Faculty & Staff

First tenured Latina in Texas honored

Thompson has taught at UH since 1990 and achieved tenure in 1996. The Hispanic National Bar Convention is in its 36th year. | Jessica Faz/Law Center Communications

Thompson has taught at UH since 1990 and achieved tenure in 1996. The Hispanic National Bar Convention is in its 36th year. | Jessica Faz/Law Center Communications

UH Law Professor Sandra Guerra Thompson plans to use her recognition by the Hispanic National Bar Association as the first Latina tenured law professor in Texas to encourage the continued hiring of Latino faculty by the University.

Thompson was honored earlier this month at the annual HNBA convention, which strives to recognize Latinos who contribute to the Hispanic community and legal profession, in the company of other legal professionals in Dallas.

“It was actually a shock, and I didn’t realize until the HNBA started digging around that I was the first,” Thompson said.

“It’s an honor, but at the same time it’s a little disconcerting, because where are the people who are supposed to be my predecessors? And where are the followers?”

The lack of Latino faculty members is an issue Thompson is actively working on with the UH Administration.

“I’ve always wanted to see more hiring, and I’ve urged it here at the law school,” Thompson said.

“If anything (the recognition) puts more of a responsibility on those of us who are here to do a better job.”

The acknowledgement of Thompson from the HNBA is just one of the many accomplishments she has had since joining UH.

Most recently Thompson co-edited “American Justice in the Age of Innocence” with the help of two UH Law students.

The book is a series of research papers that explore how to prevent wrongful convictions and the situational factors that can lead to them. Thompson has been writing about this area of the law for the last five years.

The concept for the book started out as a project with her seminar students while she was serving on the Timothy Cole Advisory Panel for Wrongful Convictions.

The advisory panel was named after Timothy Cole, the first Texan to be posthumously exonerated of a crime through DNA testing.

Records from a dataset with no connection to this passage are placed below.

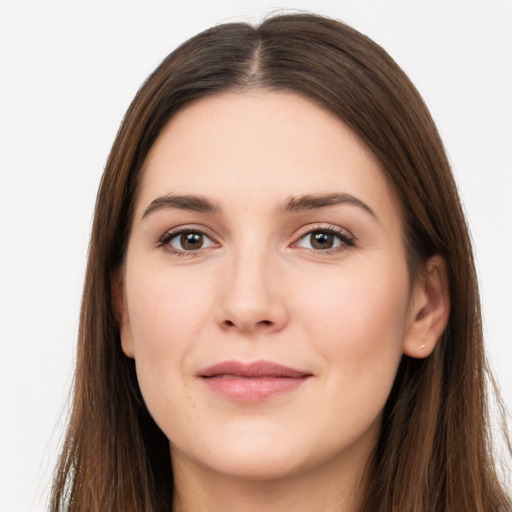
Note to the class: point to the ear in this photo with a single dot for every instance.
(429, 309)
(121, 313)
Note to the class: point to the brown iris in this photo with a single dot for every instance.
(191, 241)
(322, 240)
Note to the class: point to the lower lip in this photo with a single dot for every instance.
(247, 389)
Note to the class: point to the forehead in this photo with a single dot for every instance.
(260, 146)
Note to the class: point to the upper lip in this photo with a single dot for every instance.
(252, 369)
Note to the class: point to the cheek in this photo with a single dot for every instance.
(357, 320)
(166, 310)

Created by the Texas Legislature, the advisory panel’s goal is to study the causes of wrongful convictions and to develop procedures to help reduce the number of them that occur.

“I started to realize that the Texas Legislature would probably benefit from having a resource that would be focused on Texas law pertaining to those issues,” Thompson said.

“There are much more effective ways for the police to handle certain kinds of evidence that can make it more reliable.”

Thompson also contributed to the development of a new policy on eyewitness identification procedures making Texas the fifth state to use such policies in order to reduce wrongful convictions.

If approved, the policy will go into effect in January 2012.